Umso ärger, dass sich der Bund zukünftig noch weniger als bisher an diesen Kosten beteiligen will. Einstimmig verabschiedete der Rat eine Resolution an die Bundesregierung des Inhalts, dass der Anteil an der Kostenübernahme nicht sinken darf und ein Abrechnungsverfahren zu entwickeln ist, das der tatsächlichen Belastungssituation (der Stadt) entspricht. Pikant ist dabei, dass die Abrechnung der Stadt ebenfalls nicht der tatsächlichen Belastungssituation (der betroffenen Hartz-IV-Empfänger) entspricht – genau darum dreht sich das Gerichtsverfahren.
Gute Idee II
Der CDU war zu Ohren gekommen, dass viele Grabsteine auf deutschen Friedhöfen aus Steinbrüchen in Indien stammen, wo vielfach Kinder unter miserablen Bedingungen arbeiten. Die christlichen Demokraten forderten deshalb eine Änderung der städtischen Friedhofssatzung derart, dass Grabsteine aus Kinderarbeit nicht mehr aufgestellt werden dürfen.

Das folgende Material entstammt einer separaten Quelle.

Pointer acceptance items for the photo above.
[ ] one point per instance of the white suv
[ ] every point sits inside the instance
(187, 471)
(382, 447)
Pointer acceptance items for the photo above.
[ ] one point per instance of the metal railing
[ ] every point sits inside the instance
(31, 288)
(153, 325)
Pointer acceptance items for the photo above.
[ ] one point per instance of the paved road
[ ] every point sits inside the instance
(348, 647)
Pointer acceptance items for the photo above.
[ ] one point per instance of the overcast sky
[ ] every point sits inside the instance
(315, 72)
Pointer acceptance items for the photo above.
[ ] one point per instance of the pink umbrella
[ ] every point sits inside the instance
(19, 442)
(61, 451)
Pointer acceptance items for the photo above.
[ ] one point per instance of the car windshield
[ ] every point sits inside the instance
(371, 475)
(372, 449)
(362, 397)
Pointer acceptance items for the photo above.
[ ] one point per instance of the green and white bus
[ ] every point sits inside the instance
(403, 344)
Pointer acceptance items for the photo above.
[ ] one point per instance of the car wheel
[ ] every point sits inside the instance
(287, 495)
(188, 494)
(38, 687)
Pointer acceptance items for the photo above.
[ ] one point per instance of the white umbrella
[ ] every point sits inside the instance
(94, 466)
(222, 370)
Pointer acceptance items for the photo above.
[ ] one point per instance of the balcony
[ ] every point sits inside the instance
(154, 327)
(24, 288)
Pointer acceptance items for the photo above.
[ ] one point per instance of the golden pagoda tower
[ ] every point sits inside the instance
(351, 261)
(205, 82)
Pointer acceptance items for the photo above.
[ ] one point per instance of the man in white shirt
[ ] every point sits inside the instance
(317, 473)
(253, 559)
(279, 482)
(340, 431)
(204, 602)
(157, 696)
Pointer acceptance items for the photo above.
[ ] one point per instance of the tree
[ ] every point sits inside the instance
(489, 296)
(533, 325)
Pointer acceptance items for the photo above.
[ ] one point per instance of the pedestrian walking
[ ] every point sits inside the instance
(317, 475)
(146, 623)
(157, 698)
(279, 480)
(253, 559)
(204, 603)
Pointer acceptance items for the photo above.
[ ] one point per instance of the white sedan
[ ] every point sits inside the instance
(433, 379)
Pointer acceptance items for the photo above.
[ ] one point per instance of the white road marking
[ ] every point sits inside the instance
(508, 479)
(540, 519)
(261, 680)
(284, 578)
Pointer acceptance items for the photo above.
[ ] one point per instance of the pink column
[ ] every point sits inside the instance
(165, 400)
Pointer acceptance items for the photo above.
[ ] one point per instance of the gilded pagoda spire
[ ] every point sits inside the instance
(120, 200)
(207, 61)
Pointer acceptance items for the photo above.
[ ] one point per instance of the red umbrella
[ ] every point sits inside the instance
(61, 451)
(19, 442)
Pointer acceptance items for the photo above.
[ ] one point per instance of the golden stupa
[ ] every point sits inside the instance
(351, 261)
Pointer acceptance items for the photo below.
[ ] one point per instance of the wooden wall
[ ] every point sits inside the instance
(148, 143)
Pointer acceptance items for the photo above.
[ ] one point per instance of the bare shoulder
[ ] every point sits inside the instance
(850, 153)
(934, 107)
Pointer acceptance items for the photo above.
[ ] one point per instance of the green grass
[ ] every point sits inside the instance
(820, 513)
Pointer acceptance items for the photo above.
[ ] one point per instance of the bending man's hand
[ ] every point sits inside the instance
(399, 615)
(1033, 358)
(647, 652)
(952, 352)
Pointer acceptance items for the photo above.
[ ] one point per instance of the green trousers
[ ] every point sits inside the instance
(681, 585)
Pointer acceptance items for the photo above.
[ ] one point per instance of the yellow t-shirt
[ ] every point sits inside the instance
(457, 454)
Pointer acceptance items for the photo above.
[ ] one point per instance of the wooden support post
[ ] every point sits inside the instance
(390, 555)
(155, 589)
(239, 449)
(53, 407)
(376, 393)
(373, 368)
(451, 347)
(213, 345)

Die Verwaltung wies allerdings darauf hin, dass zuvor eine Änderung der niedersächsischen Friedhofssatzung notwendig sei. Kaum überraschend war ein Redebeitrag, der fast standardmäßig in vergleichbaren Diskussionen auftaucht: Es sei doch besser, die indischen Kinder könnten durch ihre Arbeit im Steinbruch ihre Familien ernähren als gar nichts zu haben. Später gab es noch einen WZ-Leserbrief, wonach Friedhöfe eine pietätvolle Angelegenheit sind, in der ein solches Politikum nichts zu suchen habe. Ruhe sanft, auch wenn Kinder dafür bluten? In der Begründung des CDU-Antrags war dazu eigentlich alles gesagt: „Wer aber Pietät einfordert und sich zu seiner ethischen Verantwortung als politisch denkender Mensch bekennt, kann und darf nicht akzeptieren, dass ausbeuterische Kinderarbeit durch die Hintertür von Seiten der Kommune toleriert oder gar gefördert wird.“ Bis zur Änderung der Satzungen wird noch viel Zeit ins Land gehen, die man sinnvoll dafür nutzen könnte, Steinmetzbetriebe und deren Kunden für das Thema zu sensibilisieren.